一足早い稔りの季節
 いすみ鉄道のキハ52がタラコ色に変わった2014年、夏休み中のファンサービスとして、普段は土休日にキハ28との2輛編成で運行しているキハ52を、平日に単行で走らせてくれました。いすみ鉄道でキハ52が走り始めた頃、中井精也氏が開拓した撮影地には単行列車が似合う場所が多くあったので、この企画に小躍りしたのは私だけではないでしょう。ここ大多喜-小谷松間の祠ポイントも、単行のキハがお似合いのポイントです。黄金色の絨毯の上を走るキハ52は素敵で、祠、銀杏、キハが画面上にピタリと納まるあたり、中井氏のセンスが光る撮影地と言えましょう。

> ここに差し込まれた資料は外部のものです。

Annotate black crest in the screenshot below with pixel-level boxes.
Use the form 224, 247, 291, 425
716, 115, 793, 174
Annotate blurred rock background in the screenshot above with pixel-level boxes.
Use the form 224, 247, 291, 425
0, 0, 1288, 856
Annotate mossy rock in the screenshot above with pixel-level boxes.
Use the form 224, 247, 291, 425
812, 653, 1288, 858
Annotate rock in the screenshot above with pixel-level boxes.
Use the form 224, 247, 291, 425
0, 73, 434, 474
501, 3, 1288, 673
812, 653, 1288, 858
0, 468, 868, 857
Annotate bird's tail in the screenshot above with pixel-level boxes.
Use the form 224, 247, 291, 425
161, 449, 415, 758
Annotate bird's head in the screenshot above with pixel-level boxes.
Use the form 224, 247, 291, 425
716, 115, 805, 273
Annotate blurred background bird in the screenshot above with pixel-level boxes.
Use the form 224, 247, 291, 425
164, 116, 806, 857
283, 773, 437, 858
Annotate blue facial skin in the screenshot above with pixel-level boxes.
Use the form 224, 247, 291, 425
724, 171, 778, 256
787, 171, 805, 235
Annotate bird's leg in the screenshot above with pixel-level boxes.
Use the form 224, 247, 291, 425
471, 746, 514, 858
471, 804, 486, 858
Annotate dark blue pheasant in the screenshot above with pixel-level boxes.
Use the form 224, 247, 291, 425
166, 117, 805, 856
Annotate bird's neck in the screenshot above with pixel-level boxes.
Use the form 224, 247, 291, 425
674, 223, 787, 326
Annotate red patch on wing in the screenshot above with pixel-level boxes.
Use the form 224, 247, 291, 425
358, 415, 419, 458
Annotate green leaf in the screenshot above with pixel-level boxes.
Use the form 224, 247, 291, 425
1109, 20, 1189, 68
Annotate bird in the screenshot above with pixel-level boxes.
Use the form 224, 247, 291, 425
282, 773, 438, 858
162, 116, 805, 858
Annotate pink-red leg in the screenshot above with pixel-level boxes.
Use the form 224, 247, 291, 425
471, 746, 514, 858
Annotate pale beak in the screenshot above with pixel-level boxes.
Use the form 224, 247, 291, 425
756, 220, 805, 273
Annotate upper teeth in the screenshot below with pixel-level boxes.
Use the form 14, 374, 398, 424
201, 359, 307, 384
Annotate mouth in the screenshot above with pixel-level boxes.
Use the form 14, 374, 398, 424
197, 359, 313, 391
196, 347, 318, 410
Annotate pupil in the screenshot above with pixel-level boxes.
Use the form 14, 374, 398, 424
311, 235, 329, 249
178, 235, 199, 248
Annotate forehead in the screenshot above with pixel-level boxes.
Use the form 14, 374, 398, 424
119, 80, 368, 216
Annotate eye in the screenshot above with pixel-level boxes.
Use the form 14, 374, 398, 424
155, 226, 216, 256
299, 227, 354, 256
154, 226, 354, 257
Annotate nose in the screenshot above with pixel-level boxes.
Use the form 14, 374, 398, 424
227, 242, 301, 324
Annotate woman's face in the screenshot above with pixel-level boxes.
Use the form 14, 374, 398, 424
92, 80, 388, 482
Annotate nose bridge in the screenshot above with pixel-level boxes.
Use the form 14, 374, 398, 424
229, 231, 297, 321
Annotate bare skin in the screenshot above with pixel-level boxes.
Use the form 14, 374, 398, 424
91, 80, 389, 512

 早場米の産地として知られる千葉県、いすみ鉄道の沿線では8月の声を聞くと田圃は黄金色に色づき始め、お盆前には稲穂がたわわに実った美しい光景が広がります。そして8月下旬には早くも稲刈りが始まります。一般的な季節感覚とはかなりずれているので、撮影のタイミングを逃してしまうことも少なくありません。この日も、すでに稲刈りが始まっている場所もあってヒヤヒヤしましたが、この場所ではまだ間に合って胸をなでおろしました。

 これでキハ52が国鉄一般色だったらなぁ、などという繰り言は申しません。2014年にもなって、こんな光景を見せていただいたことに感謝するしかありません。いすみ鉄道のキハ52、昨年には一般色に戻され、今年は全検も通してくれたそうです。これからも機会を見つけて、その姿を見に行きたいと思っています。